Zoe Ferraris Raises the Veil: Love and Murder Mysteries in Modern Saudi Arabia

08/17/2010 02:40 pm ET Updated May 25, 2011

Zoe Ferraris writes novels about modern life in Saudi Arabia and mysteries set in the same place: her novels are her mysteries, and her mysteries are novels. Finding Nouf was published in 2008 and City of Veils was released last week. Ferraris uses her first-hand knowledge of married life in a Saudi Arabian family and her capacious skills at imaginative storytelling to write books that open up a closed world and allow a reader to enter at will. She is neither condescending nor condemning in her presentation of life under Muslim rule: she reveals a kind of life most of us will never experience and it is by turns wondrous and intimidating. By building an unknown world around a very familiar genre - the murder mystery - Ferraris combines the strange and the familiar and comes up with something fabulous.

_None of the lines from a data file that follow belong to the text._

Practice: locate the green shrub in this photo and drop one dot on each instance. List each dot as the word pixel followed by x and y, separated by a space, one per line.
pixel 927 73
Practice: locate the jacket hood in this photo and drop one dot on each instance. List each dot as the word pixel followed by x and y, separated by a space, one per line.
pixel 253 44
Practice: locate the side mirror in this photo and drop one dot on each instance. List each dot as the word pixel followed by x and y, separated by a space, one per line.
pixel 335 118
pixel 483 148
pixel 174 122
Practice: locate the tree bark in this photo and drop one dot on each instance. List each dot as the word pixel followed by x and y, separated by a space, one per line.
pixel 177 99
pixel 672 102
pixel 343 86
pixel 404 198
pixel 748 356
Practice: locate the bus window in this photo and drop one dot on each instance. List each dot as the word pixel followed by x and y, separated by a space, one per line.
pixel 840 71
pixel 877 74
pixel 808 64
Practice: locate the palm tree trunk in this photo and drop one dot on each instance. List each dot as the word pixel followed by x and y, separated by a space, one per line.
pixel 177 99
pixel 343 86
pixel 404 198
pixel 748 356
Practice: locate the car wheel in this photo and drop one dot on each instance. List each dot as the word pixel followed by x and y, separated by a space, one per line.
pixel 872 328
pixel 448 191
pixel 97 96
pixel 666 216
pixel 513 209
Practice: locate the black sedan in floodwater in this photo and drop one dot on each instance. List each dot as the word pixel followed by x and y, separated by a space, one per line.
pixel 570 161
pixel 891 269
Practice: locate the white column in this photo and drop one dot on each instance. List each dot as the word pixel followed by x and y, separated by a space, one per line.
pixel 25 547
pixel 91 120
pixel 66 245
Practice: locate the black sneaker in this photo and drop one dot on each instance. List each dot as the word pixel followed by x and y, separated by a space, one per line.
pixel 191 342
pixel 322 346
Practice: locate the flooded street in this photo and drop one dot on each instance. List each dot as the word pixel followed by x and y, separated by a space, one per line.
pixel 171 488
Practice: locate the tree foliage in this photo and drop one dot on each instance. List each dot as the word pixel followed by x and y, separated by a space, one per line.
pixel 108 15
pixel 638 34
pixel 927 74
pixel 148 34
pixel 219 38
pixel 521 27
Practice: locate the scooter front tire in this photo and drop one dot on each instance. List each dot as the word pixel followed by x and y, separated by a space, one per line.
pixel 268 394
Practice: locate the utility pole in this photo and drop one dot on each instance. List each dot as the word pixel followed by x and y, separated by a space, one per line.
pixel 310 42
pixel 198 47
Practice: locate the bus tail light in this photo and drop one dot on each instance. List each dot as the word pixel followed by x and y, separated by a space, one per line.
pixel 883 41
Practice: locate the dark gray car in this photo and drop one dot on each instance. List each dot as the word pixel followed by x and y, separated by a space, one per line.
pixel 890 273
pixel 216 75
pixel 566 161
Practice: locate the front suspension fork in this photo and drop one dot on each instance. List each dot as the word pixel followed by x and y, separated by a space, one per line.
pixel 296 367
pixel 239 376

In both of her mesmerizing books (and I hope more are coming), Ferraris raises questions most of us have never considered, living as we do in a society where men and women mingle freely. We can get into each other's business, personal or professional, restrained only by individual and unregulated ideas of politesse and propriety. Absent stalking and a restraining order, we can talk to, ogle, and hook up with just about anyone we meet. Within minutes of meeting a new colleague or a new guy at the coffee shop we can find out marital status, taste in foods, books, and movies, and even sexual orientation. We take for granted such exchanges of information and the resulting easy bonding between friends and potential lovers. But if we lived in the gender-segregated world of Saudi Arabia, where contact between un-related men and women is so severely restricted that to even share a glance with a stranger is considered a moral breakdown, how would we ever befriend a person of the opposite sex, much less find a mate? Women living in Saudi Arabia have a life hemmed in and closed by restrictions but the men are also limited in their freedoms, and particularly in perhaps the most important pursuit of happiness, the search for love.

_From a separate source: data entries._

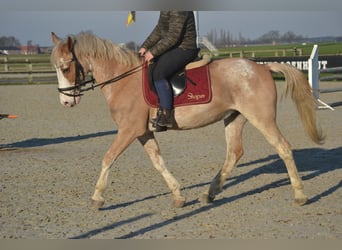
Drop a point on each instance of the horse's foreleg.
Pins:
(152, 149)
(233, 133)
(120, 143)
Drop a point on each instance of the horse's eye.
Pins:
(65, 70)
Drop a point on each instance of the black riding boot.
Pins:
(166, 118)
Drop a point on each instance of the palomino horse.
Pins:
(241, 91)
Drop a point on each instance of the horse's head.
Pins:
(69, 71)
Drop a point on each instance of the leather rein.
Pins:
(81, 82)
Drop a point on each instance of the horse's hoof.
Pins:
(206, 198)
(301, 201)
(97, 204)
(178, 203)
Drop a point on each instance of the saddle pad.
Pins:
(198, 88)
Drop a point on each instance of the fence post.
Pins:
(314, 76)
(314, 71)
(5, 64)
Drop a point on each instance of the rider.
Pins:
(170, 46)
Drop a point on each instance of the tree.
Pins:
(9, 41)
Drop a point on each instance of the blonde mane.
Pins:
(89, 45)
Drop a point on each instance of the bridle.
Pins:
(80, 81)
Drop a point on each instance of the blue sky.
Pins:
(35, 19)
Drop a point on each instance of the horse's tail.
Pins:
(301, 93)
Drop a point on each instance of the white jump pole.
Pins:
(314, 76)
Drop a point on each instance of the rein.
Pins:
(80, 75)
(80, 84)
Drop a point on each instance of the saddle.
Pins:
(190, 86)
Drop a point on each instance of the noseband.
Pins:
(80, 79)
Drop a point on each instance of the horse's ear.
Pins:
(70, 43)
(55, 38)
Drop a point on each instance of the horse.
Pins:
(242, 91)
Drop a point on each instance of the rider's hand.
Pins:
(148, 56)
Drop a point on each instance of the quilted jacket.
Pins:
(174, 29)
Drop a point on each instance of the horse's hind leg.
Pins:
(233, 133)
(270, 130)
(152, 149)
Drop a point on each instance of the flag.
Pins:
(130, 18)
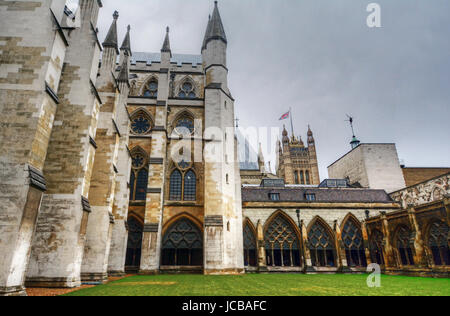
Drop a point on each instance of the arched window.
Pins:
(185, 126)
(151, 89)
(354, 244)
(190, 186)
(187, 90)
(134, 246)
(249, 246)
(376, 247)
(321, 246)
(296, 177)
(402, 242)
(139, 176)
(282, 243)
(176, 181)
(141, 123)
(182, 245)
(438, 194)
(438, 243)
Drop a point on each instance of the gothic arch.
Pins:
(180, 88)
(250, 243)
(139, 174)
(148, 80)
(182, 242)
(176, 218)
(184, 113)
(402, 245)
(353, 241)
(437, 193)
(142, 122)
(376, 241)
(436, 241)
(322, 243)
(282, 240)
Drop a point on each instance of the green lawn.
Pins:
(267, 285)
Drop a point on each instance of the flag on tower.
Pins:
(285, 116)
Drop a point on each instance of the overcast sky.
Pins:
(321, 59)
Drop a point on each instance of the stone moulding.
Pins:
(51, 93)
(154, 190)
(37, 179)
(151, 228)
(86, 205)
(156, 161)
(214, 221)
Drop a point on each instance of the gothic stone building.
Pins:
(98, 174)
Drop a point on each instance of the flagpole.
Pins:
(292, 124)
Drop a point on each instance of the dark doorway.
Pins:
(182, 245)
(133, 259)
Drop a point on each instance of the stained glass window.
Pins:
(185, 126)
(140, 124)
(376, 247)
(141, 185)
(190, 186)
(438, 243)
(175, 185)
(151, 89)
(182, 245)
(187, 91)
(354, 244)
(139, 177)
(249, 247)
(282, 243)
(402, 240)
(321, 246)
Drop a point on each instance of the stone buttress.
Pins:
(33, 48)
(58, 246)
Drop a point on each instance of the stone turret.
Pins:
(214, 52)
(223, 209)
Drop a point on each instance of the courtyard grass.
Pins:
(268, 285)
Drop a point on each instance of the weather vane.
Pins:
(355, 142)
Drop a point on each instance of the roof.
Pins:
(179, 59)
(254, 194)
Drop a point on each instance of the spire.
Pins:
(126, 45)
(123, 74)
(311, 140)
(215, 30)
(285, 135)
(166, 44)
(208, 28)
(111, 38)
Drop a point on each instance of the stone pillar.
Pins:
(117, 254)
(262, 263)
(308, 268)
(389, 259)
(102, 186)
(420, 258)
(58, 246)
(31, 59)
(447, 207)
(366, 242)
(154, 207)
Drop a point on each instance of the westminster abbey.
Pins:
(114, 161)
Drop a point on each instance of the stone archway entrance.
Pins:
(134, 246)
(182, 245)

But Ferraris' novels aren't just about love under Islam; what makes them so wonderfully engaging is how she uses the vehicle of a murder mystery to explore all the ramifications of a society separated by gender and ruled by restrictions. Where so many human activities are criminalized, men and woman hold secrets close to heart and reveal little, if anything, about themselves. When a murder occurs - especially the murder of a woman - how does an investigation unfold? How is the past of the woman revealed, allowing for a solution of her untimely death, when her life was so guarded and hidden? If contact between unrelated males and females is forbidden, how does a male police officer do his work? Or a female medical examiner? What does a daughter owe her father? Her husband? Herself?

Finding Nouf was a good read and Ferrari's second novel, City of Veils, is even better. Once again, Ferraris deploys the characters of Nayir, a desert guide and devout Muslim, and Katya, crime lab technician, in a quest to find out the truth behind the death of a woman. In Finding Nouf, the murder victim was a seemingly naïve and privileged girl; in City of Veils, the murder victim is a woman who battled against the restrictions placed on her by culture and religion. Ferraris offers complex characters, fully-realized landscapes (the heat, the dust, the sun) and clever plots that twist and turn, eventually reaching resolutions that are ultimately sad (it is murder, after all) but absolutely satisfying. Not only is the identity of the murderer revealed but a woman is unveiled and allowed to speak, finally, for herself.